Buku yang senada juga ditulis Ahmad Khatib dengan judul Dau’ As-Siraj (1312 H/1894 M). Buku ini sebenarnya membahas peristiwa isra mikraj Nabi SAW, namun di dalamnya terdapat juga sikap Ahmad Khatib yang tidak menyenangi penjajah kulit putih. Di samping itu di bidang fikih dan akidah ia mengarang buku Riyadu al-Wardiyyah fi Usul at-Tauhid wa Furu‘ al-Fiqh (1311 H/1893 M).

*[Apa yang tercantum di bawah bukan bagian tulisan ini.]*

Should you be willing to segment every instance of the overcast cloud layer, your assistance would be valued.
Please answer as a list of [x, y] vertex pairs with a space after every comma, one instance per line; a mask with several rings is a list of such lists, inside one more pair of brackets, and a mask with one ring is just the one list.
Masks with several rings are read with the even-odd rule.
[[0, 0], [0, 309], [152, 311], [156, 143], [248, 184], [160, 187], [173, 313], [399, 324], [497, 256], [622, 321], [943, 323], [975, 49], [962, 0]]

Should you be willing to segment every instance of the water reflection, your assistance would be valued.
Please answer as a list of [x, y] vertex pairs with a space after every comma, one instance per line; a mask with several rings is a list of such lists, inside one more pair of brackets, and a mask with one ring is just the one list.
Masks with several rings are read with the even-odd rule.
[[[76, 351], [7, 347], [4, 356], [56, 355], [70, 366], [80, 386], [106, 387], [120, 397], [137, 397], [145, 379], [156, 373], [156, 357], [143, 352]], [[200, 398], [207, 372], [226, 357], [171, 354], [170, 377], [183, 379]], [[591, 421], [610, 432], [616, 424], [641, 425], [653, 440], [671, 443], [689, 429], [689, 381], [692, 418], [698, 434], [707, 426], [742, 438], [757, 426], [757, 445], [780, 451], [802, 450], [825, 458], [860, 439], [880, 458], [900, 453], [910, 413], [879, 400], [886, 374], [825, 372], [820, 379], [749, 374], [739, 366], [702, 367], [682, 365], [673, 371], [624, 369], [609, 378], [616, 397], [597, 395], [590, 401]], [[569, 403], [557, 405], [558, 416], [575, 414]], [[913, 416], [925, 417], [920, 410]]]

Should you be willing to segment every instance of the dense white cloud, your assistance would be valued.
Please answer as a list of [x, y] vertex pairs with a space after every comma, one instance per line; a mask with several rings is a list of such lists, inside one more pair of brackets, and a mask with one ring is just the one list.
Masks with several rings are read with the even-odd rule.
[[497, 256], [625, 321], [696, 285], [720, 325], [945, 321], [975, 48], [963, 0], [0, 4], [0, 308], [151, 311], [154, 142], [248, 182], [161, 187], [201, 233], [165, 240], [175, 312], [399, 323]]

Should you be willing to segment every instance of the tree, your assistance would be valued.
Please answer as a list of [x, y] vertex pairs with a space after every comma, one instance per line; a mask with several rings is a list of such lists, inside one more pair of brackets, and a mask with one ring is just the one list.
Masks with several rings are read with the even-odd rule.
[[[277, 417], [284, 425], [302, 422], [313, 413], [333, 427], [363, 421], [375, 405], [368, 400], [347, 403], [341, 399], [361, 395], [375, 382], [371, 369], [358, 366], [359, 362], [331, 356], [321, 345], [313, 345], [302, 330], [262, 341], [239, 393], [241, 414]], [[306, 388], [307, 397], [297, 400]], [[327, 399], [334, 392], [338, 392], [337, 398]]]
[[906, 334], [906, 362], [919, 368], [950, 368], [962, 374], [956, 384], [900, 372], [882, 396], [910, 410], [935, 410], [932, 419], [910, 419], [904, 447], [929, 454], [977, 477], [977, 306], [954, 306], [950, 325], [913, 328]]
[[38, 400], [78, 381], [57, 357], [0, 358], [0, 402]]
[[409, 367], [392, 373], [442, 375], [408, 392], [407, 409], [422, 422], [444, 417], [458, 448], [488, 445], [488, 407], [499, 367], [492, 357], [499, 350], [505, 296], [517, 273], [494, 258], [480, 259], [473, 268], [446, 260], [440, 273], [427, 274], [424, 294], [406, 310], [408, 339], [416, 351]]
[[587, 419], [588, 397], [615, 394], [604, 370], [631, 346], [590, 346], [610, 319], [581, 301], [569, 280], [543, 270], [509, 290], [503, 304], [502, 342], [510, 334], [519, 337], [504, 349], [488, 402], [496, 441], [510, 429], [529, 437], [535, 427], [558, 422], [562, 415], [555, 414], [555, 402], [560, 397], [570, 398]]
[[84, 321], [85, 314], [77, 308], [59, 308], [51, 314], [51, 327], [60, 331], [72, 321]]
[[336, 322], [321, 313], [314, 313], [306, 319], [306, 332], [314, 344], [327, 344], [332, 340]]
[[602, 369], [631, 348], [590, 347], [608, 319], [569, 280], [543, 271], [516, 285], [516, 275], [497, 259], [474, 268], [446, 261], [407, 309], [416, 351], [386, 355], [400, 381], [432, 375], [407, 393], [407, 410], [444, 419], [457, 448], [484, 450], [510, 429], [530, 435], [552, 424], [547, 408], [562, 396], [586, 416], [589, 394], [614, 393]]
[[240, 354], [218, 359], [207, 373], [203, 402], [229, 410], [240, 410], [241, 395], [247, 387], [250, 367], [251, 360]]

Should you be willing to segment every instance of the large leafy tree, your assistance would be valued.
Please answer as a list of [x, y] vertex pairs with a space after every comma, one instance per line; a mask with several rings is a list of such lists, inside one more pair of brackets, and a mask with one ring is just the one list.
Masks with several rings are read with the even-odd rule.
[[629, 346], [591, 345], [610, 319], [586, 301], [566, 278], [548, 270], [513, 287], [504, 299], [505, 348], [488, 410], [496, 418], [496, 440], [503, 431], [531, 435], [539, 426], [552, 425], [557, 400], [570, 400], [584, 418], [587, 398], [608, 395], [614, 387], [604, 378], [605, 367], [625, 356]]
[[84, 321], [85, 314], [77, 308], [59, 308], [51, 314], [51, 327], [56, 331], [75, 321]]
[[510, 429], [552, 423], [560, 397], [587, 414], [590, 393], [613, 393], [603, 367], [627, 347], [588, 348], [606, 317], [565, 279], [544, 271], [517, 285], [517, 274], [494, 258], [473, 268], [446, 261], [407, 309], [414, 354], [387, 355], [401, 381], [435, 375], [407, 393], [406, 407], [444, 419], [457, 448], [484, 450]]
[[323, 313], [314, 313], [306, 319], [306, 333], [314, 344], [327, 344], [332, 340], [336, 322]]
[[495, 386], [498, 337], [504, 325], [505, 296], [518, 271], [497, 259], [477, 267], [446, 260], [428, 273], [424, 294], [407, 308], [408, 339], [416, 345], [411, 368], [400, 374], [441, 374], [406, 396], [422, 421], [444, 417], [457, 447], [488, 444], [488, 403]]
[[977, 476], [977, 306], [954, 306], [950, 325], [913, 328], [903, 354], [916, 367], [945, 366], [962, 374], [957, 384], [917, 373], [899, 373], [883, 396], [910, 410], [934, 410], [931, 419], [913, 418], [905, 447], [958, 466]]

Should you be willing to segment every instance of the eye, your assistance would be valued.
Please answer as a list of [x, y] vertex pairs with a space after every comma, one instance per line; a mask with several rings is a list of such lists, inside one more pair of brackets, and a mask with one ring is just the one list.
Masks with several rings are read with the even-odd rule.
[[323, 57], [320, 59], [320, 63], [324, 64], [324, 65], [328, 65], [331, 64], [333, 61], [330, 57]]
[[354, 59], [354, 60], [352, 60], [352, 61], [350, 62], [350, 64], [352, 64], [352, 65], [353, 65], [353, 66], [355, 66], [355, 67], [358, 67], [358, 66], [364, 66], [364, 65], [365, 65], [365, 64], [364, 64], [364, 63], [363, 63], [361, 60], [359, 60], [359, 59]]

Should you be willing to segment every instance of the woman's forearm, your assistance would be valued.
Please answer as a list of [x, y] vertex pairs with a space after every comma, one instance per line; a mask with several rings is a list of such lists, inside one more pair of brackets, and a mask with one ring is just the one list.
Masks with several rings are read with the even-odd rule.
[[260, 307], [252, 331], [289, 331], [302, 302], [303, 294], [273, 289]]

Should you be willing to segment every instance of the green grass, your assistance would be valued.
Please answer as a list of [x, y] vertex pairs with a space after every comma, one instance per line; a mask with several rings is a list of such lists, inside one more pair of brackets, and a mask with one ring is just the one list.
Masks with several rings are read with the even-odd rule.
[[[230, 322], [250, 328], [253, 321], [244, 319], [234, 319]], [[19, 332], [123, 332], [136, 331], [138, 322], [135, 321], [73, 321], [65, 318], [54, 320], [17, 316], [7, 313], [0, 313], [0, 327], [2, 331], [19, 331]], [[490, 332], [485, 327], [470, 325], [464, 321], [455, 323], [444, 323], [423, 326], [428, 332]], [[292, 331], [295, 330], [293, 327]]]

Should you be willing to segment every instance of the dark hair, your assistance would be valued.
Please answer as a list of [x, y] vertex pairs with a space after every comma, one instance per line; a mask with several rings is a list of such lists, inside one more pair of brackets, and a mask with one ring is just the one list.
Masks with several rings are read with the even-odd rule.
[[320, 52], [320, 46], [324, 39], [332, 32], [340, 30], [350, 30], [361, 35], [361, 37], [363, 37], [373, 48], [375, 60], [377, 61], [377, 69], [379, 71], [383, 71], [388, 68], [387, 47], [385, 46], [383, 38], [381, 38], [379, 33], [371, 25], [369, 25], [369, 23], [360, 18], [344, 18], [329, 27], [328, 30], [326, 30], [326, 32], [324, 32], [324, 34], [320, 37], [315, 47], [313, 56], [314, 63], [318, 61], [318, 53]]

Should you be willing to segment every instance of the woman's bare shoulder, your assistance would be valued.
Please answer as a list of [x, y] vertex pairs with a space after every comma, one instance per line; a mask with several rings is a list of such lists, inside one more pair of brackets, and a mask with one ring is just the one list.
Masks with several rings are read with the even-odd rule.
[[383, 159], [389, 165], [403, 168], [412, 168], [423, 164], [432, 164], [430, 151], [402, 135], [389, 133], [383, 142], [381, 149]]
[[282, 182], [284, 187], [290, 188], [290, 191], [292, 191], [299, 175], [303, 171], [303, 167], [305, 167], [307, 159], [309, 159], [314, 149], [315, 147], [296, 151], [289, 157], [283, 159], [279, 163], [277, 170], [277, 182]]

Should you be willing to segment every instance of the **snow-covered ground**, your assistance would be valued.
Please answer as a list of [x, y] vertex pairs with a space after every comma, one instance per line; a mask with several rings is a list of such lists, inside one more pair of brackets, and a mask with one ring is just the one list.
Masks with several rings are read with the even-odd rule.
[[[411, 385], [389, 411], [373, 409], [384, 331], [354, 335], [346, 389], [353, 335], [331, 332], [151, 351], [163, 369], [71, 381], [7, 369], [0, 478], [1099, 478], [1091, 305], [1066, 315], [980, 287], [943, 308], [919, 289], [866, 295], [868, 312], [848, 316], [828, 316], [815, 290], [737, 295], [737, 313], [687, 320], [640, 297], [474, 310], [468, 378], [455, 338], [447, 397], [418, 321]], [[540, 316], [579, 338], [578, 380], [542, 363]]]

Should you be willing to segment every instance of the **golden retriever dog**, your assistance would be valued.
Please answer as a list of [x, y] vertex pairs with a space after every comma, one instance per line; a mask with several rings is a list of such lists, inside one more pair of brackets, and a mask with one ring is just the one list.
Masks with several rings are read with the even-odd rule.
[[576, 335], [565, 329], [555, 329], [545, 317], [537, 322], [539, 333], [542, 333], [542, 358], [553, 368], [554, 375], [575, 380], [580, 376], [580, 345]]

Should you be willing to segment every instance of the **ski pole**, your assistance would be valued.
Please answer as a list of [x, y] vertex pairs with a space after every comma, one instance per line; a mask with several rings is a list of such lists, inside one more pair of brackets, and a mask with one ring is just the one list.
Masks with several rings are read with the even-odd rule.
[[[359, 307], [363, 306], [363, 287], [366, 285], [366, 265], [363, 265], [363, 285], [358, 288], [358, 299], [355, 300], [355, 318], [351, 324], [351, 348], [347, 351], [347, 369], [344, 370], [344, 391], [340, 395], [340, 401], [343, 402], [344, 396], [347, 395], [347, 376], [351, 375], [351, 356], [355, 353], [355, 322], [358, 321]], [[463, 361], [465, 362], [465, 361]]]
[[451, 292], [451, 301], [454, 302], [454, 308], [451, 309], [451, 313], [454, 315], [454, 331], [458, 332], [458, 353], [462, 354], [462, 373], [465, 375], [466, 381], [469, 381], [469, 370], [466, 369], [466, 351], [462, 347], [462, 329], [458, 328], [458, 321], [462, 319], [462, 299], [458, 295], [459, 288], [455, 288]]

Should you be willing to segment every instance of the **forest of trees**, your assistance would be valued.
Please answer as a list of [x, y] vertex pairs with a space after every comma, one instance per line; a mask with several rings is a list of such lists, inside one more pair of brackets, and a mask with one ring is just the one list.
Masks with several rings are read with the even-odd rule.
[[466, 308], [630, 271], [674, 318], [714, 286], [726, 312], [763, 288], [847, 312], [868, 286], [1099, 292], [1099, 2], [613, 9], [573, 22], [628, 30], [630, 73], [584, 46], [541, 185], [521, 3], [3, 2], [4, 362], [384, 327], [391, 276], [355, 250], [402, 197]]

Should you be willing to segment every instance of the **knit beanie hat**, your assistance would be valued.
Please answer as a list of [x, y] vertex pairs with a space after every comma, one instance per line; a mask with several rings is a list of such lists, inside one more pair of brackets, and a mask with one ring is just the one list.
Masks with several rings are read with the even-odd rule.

Menurut Zainal Abidin Ahmad (penulis sejarah Islam dari Sumatera Barat), Syekh Ahmad Khatib menulis 49 buku yang berkaitan dengan berbagai masalah agama dan kemasyarakatan. Tulisan Ahmad Khatib ini bukan saja tersebar di Indonesia, tetapi juga beredar di Timur Tengah.
Daftar Pustaka
HAMKA. Ayahku: Riwayat Hidup Dr. H. Abdul Karim Amrullah dan Perjuangan Kaum Agama di Sumatera. Jakarta: Umminda, 1982.
Khatib, Syekh Ahmad. Fatwa tentang Thariqat Naqsyabandiyah, terj. A.M. Arief. Medan: Firma Islamiyah, 1978.
Naswar, Akhria. Syekh Ahmad Khatib Ilmuwan Islam di Permukaan Abad Ini. Jakarta: Pustaka Panji Mas, 1983.
Navis, A.A. Alam Terkembang Jadi Guru. Jakarta: Grafiti Pers, 1984.
Noer, Deliar. Gerakan Modern Islam di Indonesia 1900–1942. Jakarta: LP3ES, 1980.
Schrieke, B.O.J. Pergolakan Agama di Sumatera Barat, terj. LIPI. Jakarta: Bhratara, 1973.
Steenbrink, Karel A. Beberapa Aspek tentang Islam di Indonesia Abad ke-19. Jakarta: Bulan Bintang, 1984.